Entanglement harvesting and curvature of entanglement: A modular operator approach
Abstract
An operator-algebraic framework based on Tomita-Takesaki modular theory is used to study aspects of quantum entanglement via the application of the modular conjugation operator J. The entanglement structure of quantum fields is studied through the protocol of entanglement harvesting whereby quantum correlations evolve through the time evolution of qubit detectors coupled to a Bosonic field. Modular conjugation operators are constructed for Unruh-Dewitt type qubits interacting with a scalar field such that initially unentangled qubits become entangled.

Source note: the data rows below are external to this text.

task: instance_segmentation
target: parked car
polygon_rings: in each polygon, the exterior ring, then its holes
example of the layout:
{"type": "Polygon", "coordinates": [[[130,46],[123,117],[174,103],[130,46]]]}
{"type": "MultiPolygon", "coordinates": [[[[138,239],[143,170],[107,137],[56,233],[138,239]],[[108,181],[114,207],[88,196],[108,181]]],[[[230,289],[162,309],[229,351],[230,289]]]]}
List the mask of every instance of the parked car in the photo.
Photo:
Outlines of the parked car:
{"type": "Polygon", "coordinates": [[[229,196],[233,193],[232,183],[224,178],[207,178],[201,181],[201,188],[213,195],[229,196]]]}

The entanglement harvested in this process is directly quantified by an expectation value involving J offering a physical application of this operator. The modular operator formalism is then extended to the Markovian open system dynamics of coupled qubits by expressing entanglement monotones as functionals of a state and its modular reflection J J. The second derivative of such functionals with respect to an external coupling parameter, termed the curvature of entanglement, provides a natural measure of entanglement sensitivity. At points of modular self-duality, the curvature of entanglement coincides with the quantum Fisher information measure. These results demonstrate that the modular conjugation operator J captures both the harvesting of entanglement from quantum fields and the curvature of entanglement in coupled qubit dynamics providing parallel modular structures that connect these systems.